Et que savons-nous… Sans rien enlever à la résurgence de sa rivale Federica, peut-être que Sofia aurait triomphé et que ce message rassurant pour les relations jamais particulièrement amicales entre les deux n’aurait jamais été envoyé : « L’honneur là où le mérite est dû… ».
Pour remettre les choses dans leur contexte, la question est la suivante : que s’est-il passé pour Federica le 3 avril 2025 ? En montant sur une porte, elle est tombée et s’est fracturée le tibia et le péroné de la jambe gauche, ainsi que le ligament croisé antérieur du genou gauche.
Que s'est-il passé pour Marco Pantani le 18 octobre 1995 ? Lors de la course Milan-Turin, dans la descente du Colle di Superga vers la capitale piémontaise, le « Pirate », comme d'autres coureurs, n'a pas pu éviter un véhicule tout-terrain qui montait et a subi des fractures ouvertes du tibia et du péroné de la jambe gauche… la même fracture que Federica Brignone. Pantani avait terminé troisième du Giro d'Italia 1994 et réalisé une performance extraordinaire sur le Mortirolo. Sa convalescence fut compliquée et il ne fut pas en grande forme pendant une partie de l'année 1996. Il se retrouva avec une jambe légèrement plus courte. Il réclama une indemnisation d'environ deux millions et demi d'euros. Il retrouva cependant sa compétitivité, au point de remporter des victoires en 1988 aussi bien sur le Giro, couronnant la sublimation des champions, que sur le Tour, marqué par les troubles liés au dopage qui virent, par exemple, l'abandon massif des équipes espagnoles en raison de la polémique autour des contrôles antidopage, et l'arrivée à Paris sous les applaudissements du nouveau mentor Felice Gimondi, mais sans le soutien habituel des plus hauts responsables politiques français, toujours prompts à surfer sur la vague d'un Tour alors incontestablement négatif.

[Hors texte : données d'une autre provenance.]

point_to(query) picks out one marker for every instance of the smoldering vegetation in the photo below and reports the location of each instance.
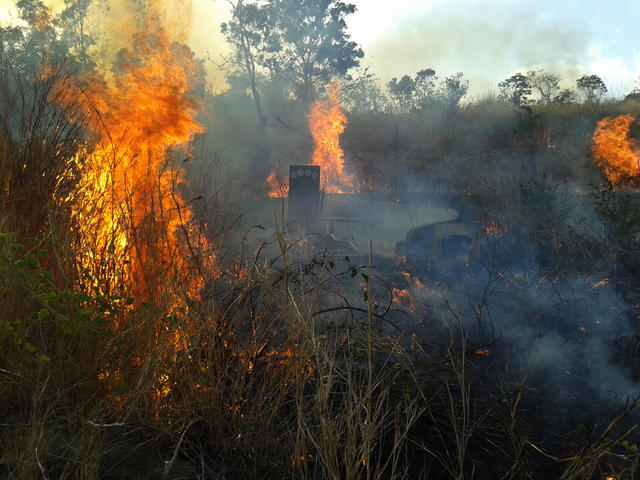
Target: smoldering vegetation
(466, 307)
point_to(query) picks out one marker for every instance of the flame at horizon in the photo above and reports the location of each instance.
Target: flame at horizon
(326, 123)
(617, 155)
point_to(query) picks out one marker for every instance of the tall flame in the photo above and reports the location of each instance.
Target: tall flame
(136, 232)
(614, 152)
(327, 122)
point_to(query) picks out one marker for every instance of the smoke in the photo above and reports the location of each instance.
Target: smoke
(487, 41)
(195, 23)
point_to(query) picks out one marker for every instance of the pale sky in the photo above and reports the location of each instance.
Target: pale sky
(487, 40)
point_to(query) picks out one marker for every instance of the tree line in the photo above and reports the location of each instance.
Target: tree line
(299, 45)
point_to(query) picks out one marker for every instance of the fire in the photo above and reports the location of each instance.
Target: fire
(277, 188)
(403, 299)
(135, 235)
(327, 122)
(136, 232)
(614, 152)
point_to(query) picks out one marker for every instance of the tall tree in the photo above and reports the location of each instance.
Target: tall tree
(73, 21)
(308, 43)
(247, 31)
(547, 85)
(515, 89)
(592, 87)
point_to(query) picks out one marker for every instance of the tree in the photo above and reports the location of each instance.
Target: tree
(307, 43)
(453, 89)
(361, 93)
(247, 31)
(425, 87)
(73, 22)
(415, 93)
(545, 84)
(402, 92)
(515, 89)
(592, 87)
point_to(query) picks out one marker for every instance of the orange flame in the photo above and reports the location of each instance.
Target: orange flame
(327, 122)
(136, 231)
(614, 152)
(277, 188)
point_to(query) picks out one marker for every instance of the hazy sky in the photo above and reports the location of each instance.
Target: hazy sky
(487, 40)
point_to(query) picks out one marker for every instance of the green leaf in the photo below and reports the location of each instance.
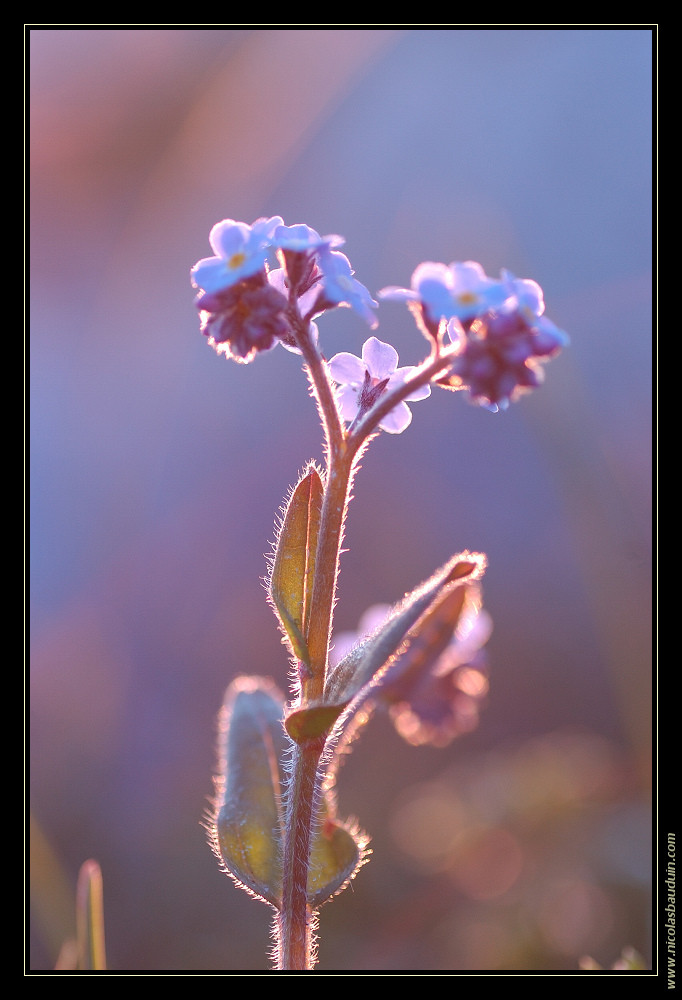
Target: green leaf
(246, 829)
(337, 853)
(247, 825)
(309, 723)
(293, 565)
(361, 665)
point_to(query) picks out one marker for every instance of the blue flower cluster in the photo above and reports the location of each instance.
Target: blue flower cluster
(243, 303)
(497, 327)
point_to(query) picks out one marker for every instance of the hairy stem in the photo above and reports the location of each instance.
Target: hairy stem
(295, 921)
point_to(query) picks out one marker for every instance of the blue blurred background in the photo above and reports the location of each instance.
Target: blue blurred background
(157, 469)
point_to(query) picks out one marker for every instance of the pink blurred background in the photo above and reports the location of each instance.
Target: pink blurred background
(157, 469)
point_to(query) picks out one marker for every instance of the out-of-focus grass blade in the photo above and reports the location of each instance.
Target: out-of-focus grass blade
(293, 565)
(90, 918)
(246, 827)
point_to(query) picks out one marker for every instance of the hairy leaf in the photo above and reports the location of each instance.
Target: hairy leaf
(338, 851)
(293, 565)
(247, 827)
(362, 663)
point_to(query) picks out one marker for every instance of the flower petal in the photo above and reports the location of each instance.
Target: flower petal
(347, 369)
(397, 420)
(397, 294)
(347, 399)
(380, 359)
(210, 274)
(228, 237)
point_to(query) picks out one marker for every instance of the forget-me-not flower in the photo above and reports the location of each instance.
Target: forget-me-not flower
(364, 380)
(461, 290)
(240, 252)
(341, 288)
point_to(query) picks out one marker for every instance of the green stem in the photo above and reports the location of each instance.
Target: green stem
(295, 920)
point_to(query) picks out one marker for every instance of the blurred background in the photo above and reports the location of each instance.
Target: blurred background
(157, 468)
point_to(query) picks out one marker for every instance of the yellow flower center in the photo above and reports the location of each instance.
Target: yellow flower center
(236, 260)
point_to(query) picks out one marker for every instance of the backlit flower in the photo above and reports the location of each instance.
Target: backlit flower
(245, 318)
(341, 288)
(364, 380)
(461, 290)
(240, 252)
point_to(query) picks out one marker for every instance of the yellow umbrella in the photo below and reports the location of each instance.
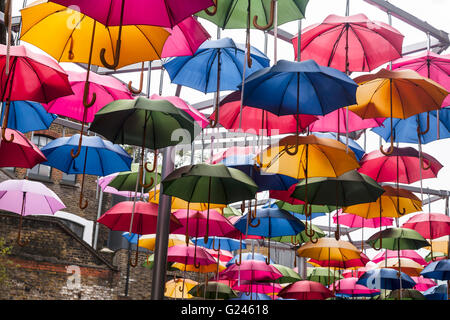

Pantani, à l'instar de Tomba… et des Dames Blanches des Jeux, a amené le cyclisme à la télévision aux heures de grande écoute, pour des retransmissions en direct ou pour des débats liés aux victoires italiennes, comme ce fut le cas pour Milan Cortina 2026 grâce aux fées guidées par Federica, Arianna et Francesca.
Quel que soit le dénouement des Jeux olympiques d'hiver, le bilan sportif sera positif, et le bilan émotionnel encore plus. Quant au bilan économique et financier et à l'héritage (c'est-à-dire l'héritage des Jeux olympiques), il faudra attendre au moins sept ans avant de connaître les conclusions objectives.